One of the most uncomfortable and countercultural aspects of Christianity is its dependence on death. In our Western culture we abhor even the mention of death. We fend it off, euphemize it, and ignore it. When it comes to death, we cover our eyes like children; if we refuse to see it, then it must not exist. But the very hope of our faith depends on death—the death of Jesus and our death to sin.
From the first verse in today’s reading, we see it: Christ suffered in the flesh (1 Peter 4:1), we were baptized into His death and were buried with Him in baptism (Romans 6:3–4). This is no morbid wallowing in mortality, nor is it merely a metaphor. This is the path to following Jesus. Christ’s death truly killed the power of sin and death, and in Him sin is killed in us too. We live “no longer for human desires, but for God’s will” (1 Peter 4:2). Our old self was crucified so that sin would be rendered powerless. We died with Christ, so we could live with Him (Romans 6:6,8).
What does this look like? It often means our lives make no sense to the world around us. Our neighbors, friends, and coworkers may even resent us for no longer living like they do, as we leave behind our sinful lifestyles (1 Peter 4:4). In Christ we can’t follow the same evil desires we did before. We are tempted, and we will sin, but our lives are no longer ruled by sin. Instead our lives are to be marked by urgency and alertness, because God will judge both believers and unbelievers (vv.5–7). We are to exemplify Jesus by being hospitable, serving, using our gifts to care for others, and speaking God’s Word to one another.
“Above all,” Peter says, “maintain constant love for one another, since love covers a multitude of sins” (v.8). He is echoing an ancient proverb God gave Solomon (Proverbs 10:12) and tying it to faithful discipleship. Love should be constant, not wavering or wilting, depending on feelings or circumstances. It is to be “for one another,” meaning believers in Jesus are to love other believers in Jesus. This means no division, no gossip, no backbiting, for love allows no room for those.

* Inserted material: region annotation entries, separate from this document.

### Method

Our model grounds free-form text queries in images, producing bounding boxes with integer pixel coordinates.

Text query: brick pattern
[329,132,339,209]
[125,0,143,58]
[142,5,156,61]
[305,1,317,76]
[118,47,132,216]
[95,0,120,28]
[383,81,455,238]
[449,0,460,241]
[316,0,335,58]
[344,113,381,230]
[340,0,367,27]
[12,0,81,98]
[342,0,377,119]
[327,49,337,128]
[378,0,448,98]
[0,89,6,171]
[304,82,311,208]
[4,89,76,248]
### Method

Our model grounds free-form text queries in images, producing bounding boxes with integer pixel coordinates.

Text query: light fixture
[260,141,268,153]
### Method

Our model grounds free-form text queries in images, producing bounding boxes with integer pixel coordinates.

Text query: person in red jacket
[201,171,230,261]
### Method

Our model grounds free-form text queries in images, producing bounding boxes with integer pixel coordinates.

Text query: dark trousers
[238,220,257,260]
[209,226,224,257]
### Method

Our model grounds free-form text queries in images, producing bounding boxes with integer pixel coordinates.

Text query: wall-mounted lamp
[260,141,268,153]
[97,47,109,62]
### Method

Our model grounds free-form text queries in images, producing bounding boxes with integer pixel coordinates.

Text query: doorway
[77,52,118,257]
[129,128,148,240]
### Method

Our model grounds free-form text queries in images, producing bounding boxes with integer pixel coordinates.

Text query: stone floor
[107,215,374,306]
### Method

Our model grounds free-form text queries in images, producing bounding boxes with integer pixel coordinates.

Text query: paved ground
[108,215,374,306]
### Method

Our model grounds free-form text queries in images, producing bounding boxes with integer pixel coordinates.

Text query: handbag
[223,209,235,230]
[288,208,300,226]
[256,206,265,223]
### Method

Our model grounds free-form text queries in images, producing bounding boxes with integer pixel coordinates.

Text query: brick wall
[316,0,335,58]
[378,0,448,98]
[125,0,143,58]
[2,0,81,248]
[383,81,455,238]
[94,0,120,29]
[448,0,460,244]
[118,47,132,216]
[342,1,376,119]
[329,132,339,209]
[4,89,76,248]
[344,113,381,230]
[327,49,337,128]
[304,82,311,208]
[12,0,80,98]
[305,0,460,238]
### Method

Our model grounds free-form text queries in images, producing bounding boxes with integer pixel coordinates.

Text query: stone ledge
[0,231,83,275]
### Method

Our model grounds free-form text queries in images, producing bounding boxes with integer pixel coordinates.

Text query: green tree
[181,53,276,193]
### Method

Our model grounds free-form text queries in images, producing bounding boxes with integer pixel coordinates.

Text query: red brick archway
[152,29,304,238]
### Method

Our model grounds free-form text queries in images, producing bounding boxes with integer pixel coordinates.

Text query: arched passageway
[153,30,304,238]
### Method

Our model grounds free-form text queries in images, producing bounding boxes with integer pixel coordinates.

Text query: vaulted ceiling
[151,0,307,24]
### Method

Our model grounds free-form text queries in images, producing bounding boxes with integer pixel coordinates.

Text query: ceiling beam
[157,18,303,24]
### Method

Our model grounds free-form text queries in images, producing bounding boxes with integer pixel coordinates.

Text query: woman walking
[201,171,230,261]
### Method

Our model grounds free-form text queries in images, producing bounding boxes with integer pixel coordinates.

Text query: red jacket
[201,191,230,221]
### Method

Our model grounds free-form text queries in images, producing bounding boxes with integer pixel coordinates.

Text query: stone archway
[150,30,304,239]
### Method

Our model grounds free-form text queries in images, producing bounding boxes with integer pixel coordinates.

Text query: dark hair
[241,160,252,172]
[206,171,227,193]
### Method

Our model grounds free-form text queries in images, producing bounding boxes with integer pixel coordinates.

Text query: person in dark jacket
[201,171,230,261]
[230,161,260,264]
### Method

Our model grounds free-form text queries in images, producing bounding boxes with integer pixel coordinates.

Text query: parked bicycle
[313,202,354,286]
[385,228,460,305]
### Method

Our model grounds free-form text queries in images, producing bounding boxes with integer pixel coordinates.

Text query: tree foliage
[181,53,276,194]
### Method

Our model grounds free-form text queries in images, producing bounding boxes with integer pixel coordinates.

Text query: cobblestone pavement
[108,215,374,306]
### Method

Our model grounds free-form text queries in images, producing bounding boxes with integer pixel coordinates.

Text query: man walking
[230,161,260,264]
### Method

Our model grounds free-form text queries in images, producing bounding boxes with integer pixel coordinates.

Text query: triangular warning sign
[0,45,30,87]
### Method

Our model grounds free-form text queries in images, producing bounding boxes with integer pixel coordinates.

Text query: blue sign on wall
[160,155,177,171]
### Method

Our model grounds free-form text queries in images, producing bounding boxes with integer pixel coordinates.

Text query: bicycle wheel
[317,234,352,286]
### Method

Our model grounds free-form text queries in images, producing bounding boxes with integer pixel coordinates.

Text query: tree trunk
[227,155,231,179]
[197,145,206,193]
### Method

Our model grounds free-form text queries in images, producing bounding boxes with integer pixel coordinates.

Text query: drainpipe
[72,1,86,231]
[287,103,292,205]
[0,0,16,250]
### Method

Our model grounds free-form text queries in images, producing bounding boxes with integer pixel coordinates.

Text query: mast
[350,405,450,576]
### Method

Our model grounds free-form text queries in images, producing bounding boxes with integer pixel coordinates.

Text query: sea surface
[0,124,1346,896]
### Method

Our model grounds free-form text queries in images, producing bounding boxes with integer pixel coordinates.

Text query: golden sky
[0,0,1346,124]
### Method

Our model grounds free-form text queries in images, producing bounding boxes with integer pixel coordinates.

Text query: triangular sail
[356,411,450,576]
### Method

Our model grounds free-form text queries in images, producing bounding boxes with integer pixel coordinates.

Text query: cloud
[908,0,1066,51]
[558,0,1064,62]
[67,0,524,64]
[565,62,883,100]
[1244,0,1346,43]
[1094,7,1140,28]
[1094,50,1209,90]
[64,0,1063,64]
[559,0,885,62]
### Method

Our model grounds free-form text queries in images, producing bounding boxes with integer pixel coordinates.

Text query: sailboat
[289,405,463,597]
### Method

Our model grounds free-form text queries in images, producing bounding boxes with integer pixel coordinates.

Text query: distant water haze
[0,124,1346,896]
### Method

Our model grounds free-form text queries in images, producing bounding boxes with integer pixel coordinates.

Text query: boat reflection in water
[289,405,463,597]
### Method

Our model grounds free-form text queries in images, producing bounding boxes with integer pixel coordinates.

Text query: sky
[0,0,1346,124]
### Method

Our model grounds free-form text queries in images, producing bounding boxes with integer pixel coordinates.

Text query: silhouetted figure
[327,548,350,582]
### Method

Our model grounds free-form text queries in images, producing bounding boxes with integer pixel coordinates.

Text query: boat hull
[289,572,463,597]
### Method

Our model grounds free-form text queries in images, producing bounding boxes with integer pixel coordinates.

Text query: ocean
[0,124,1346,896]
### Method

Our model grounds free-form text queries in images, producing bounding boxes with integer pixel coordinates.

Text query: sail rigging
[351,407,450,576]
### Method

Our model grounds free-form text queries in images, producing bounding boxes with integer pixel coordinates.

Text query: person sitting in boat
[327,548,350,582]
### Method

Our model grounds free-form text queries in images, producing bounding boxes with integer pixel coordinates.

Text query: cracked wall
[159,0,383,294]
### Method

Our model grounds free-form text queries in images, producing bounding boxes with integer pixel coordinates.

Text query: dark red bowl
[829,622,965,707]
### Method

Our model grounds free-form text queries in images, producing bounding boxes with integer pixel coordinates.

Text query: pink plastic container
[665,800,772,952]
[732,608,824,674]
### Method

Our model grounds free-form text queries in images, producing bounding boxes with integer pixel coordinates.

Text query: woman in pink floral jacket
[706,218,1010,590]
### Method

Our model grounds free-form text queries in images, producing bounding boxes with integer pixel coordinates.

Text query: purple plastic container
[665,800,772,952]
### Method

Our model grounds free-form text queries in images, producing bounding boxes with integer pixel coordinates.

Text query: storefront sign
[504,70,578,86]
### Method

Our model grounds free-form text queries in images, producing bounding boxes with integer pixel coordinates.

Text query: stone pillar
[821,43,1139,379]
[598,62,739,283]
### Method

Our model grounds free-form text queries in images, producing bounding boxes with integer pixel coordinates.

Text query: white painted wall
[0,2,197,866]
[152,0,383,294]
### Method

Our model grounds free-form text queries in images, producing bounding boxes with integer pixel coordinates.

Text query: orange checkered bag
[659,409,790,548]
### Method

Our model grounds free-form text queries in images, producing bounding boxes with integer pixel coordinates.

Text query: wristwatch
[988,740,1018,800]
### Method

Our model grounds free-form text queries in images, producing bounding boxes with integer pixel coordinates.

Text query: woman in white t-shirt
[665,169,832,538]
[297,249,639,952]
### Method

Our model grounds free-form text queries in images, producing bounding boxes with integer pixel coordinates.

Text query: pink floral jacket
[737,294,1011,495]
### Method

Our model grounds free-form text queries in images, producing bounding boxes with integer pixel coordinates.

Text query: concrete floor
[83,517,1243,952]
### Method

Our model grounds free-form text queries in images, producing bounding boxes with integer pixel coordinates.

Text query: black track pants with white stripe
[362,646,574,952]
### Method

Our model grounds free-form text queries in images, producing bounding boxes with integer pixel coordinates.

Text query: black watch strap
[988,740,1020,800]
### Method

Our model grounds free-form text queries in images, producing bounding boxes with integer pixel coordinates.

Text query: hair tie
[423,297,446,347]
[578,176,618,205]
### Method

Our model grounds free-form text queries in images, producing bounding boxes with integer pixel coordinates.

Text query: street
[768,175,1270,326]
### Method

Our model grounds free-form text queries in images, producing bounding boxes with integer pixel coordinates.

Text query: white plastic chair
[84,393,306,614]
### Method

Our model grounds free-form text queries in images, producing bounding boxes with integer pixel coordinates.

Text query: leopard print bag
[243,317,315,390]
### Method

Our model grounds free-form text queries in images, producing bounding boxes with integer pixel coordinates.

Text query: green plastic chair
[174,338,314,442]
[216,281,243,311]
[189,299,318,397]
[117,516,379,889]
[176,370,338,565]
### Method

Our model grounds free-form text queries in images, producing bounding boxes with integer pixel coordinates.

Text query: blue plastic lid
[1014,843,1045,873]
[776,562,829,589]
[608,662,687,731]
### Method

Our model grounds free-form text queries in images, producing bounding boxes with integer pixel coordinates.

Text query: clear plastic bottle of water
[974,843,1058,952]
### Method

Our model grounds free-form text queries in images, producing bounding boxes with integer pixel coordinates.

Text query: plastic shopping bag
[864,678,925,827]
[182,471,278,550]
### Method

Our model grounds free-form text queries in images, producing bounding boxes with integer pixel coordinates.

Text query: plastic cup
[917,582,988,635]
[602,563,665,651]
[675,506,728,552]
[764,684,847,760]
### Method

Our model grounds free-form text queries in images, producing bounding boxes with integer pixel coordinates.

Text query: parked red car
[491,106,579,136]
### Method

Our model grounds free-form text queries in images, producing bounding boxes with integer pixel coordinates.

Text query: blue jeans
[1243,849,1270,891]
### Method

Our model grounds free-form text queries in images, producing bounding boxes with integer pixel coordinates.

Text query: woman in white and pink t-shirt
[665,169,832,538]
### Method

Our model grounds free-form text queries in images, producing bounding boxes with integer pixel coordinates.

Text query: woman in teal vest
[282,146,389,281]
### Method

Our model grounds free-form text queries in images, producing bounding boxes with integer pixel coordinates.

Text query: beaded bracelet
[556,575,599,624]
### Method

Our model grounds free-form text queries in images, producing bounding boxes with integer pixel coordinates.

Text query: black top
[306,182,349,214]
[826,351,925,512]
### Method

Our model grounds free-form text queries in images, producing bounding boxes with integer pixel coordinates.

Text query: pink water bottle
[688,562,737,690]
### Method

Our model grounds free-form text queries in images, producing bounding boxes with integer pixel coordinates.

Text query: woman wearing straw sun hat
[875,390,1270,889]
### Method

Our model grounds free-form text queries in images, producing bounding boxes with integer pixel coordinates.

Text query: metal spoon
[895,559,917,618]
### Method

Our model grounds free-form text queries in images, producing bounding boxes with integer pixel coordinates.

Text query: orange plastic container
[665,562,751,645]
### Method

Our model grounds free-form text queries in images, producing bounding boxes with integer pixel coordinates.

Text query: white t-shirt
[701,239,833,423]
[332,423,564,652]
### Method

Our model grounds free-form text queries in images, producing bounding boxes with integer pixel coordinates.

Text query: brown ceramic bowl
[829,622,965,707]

Love covers a multitude of sins, and it’s a good thing, too, because we will commit a multitude of sins. How does love cover them? Covering doesn’t mean making, fostering, or protecting them in secrecy. No, love smothers sins and protects sinners. It covers sinners like clothes cover nakedness, like armor covers and protects a body. It cover sins like a debt already paid, gone and done with, forgotten and settled. We know this because this is how Jesus loved. He killed sin and saved sinners, so that God would be glorified through Christ. So we seek to do the same in our obedience, faithfulness, and love for one another.